The mechanism for risk transfer remains largely unregulated. When the actual victims of security incidents are users rather than the platforms themselves, and in the absence of enforced regulatory standards, the rational choice for enterprises is inevitably to "launch first and address concerns later." This behavior is not a moral shortcoming of individual companies but rather a flaw in the design of incentive structures.
The magnitude of systemic risks is outpacing the predictive capabilities of current security models. Hundreds of millions of AI agents with system-level access are connecting to social networks, corporate systems, and government platforms. Their autonomous interactions may generate emergent behaviors that are beyond human anticipation. People's Daily has issued an urgent warning: Party and government agencies, enterprises, institutions, and individuals should exercise caution when using 'Longxia'.

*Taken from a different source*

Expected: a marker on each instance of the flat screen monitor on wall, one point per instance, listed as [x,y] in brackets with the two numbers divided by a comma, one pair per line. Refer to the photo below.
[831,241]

Today, the security controversies surrounding OpenClaw have expanded beyond the realm of individual products and have become a public concern in the age of intelligent agents. This indicates that security governance cannot rely solely on voluntary corporate actions or user self-protection. In an era where AI agents have system-level access, individual security is synonymous with collective security; a vulnerability in one node represents a vulnerability in the entire network.
We must consider: Is there a need to establish mandatory safety standards for AI agents? Should the granting of system-level access be subject to regulatory oversight? Should "traffic rules" be established for the autonomous interactions between AI agents?

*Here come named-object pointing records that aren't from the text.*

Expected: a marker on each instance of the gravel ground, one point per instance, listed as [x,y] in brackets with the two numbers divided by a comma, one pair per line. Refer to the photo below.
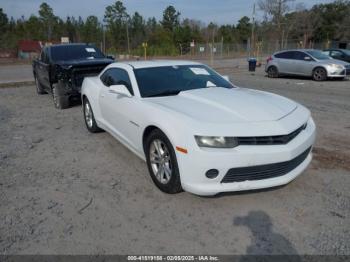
[66,191]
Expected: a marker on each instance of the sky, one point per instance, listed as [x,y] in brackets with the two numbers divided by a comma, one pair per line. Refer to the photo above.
[217,11]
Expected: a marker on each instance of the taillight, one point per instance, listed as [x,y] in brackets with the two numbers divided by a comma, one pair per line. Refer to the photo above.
[269,59]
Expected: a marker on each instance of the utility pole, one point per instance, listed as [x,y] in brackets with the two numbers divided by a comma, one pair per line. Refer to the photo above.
[252,41]
[104,38]
[127,32]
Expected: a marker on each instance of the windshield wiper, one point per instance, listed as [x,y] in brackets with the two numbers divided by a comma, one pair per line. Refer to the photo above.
[166,93]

The controversy over OpenClaw, at its core, represents an AI-era iteration of a timeless question: When new technologies push boundaries, should commercial interests lead the way, or should safety considerations take precedence?
History shows that commercial interests have consistently taken the lead. The difference now is that, in the past, running too fast might have resulted in a drop in stock prices; this time, running too fast could erode an entire generation's trust in the digital realm.
Tech giants can, of course, continue to assert their dominance. However, the premise must be that someone will ultimately be held accountable for every advancement made. When AI agents truly hold the reins of the digital world, attempting to loosen that grip—like a lobster that no longer recognizes its master—may prove futile.